They stood thus, making a mutual appeal to each other, he holding her hand, she endeavoring to draw it away, when the sound of a steady and solemn step startled them suddenly.

“If you please, miss,” said Bland, at the door, “there is a gentleman in the hall asking for Mr. Glen; and there is a person as says she’s just come off a journey, and wants Mr. Glen too. Shall I show them into the library, or shall I bring them here?”

Rob had dropped her hand hastily at the first sound of Bland’s appearance; and Margaret, scarcely knowing what she did, her head swimming, her heart throbbing, struggled back into a kind of artificial consciousness by means of this sudden return of the commonplace and ordinary, though she was scarcely aware what the man said.

“I am coming,” she answered, faintly; the singing in her ears sounded like an echo of voices calling her. All the world seemed calling her, assembling to the crisis of her fate. She did not so much as look at Rob, from whom she was thus liberated all at once, but turned and followed Bland with all the speed and quiet of great excitement, feeling herself carried along almost without any will of hers.

The hall at the Grange was a sight to see, that brilliant summer day. The door was wide open, framing a picture of blue sky and flowering shrubs at one end; and the sunshine, which poured in through the south window, caught the wainscot panels and the bits of old armor, converting them into dull yet magical mirrors full of confused reflections. There were two strangers standing here, as far apart as the space would allow, both full of excitement to find themselves there, and each full of wonder to find the other. They both turned toward Margaret as she came in, pale as a ghost in her black dress. Her eye was first caught by him who had come at her call, her only confidant, the friend in whom she had most perfect trust. The sight of him woke her out of her abstraction of terror and helplessness.

“Randal!” she cried, with a gleam of hope and pleasure lighting up her face.

Then she stopped short and paled again, with a horrible relapse into her former panic. Her voice changed into that pitiful “oh!” of wonder and consternation, which the sight of a mortal passenger called forth, as Dante tells us, from the spirits in purgatory.
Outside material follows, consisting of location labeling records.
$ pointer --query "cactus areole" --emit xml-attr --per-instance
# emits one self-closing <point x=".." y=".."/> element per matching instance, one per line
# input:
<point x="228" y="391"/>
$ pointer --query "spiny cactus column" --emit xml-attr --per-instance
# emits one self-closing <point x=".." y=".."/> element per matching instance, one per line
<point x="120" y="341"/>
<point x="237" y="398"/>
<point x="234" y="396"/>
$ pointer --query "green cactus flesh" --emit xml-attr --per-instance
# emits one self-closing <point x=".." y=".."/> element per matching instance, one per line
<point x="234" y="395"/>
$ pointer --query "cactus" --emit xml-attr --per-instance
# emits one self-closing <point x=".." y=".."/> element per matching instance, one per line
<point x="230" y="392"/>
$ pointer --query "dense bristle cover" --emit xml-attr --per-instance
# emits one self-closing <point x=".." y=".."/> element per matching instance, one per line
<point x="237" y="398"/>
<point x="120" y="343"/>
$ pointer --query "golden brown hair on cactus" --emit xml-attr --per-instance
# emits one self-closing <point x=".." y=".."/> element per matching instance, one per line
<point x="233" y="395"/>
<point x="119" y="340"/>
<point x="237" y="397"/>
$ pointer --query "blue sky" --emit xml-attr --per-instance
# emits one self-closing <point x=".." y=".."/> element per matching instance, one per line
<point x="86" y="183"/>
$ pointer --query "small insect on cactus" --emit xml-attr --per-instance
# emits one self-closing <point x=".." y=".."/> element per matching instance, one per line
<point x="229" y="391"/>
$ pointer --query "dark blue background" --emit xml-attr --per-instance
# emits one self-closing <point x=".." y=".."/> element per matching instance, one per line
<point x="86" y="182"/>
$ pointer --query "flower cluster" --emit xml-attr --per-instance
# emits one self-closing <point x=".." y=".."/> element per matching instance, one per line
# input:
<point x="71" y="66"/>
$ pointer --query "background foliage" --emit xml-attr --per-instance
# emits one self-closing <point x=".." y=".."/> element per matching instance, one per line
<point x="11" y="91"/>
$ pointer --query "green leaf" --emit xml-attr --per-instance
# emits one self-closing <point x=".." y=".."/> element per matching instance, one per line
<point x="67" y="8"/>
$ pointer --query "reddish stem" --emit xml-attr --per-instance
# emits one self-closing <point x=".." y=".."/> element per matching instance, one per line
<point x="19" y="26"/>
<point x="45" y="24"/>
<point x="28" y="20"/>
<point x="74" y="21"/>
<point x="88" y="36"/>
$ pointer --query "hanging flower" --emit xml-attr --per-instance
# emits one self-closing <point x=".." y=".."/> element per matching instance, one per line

The second stranger was a woman; no other than Mrs. Glen, from Earl’s-lee, in her best clothes, with a warm Paisley shawl enveloping her substantial person, who stood fanning herself with a large white handkerchief in the only shady corner. These were the two seconds whom, half consciously, half willingly, yet in one case not consciously or willingly at all, the two chief belligerents in this strange duel had summoned to their aid.

CHAPTER XLV.

The strangers made their salutations very briefly; as for Randal, he did not approach Margaret at all. He made her a somewhat stiff bow, which once more, in her simplicity, wounded her, though the sight of him was such a relief; but even the comfort she had in his presence was sadly neutralized by this apparent evidence that he did not think so charitably of her as she had hoped. Amidst all the pain and bewilderment of the moment, it was a pang the more to feel thus driven back upon herself by Randal’s disapproval. She gave him an anxious, questioning look, but he only bowed, looking beyond her at Rob Glen; and it was Mrs. Glen who hurried forward with demonstration to take and shake between both her own Margaret’s reluctant hand.

“Eh, but I’m glad to see you, Miss Margret!” Mrs. Glen said. “What a heat! I thought I would be melted, coming from the station, but a’s weel, now I’m safe here.”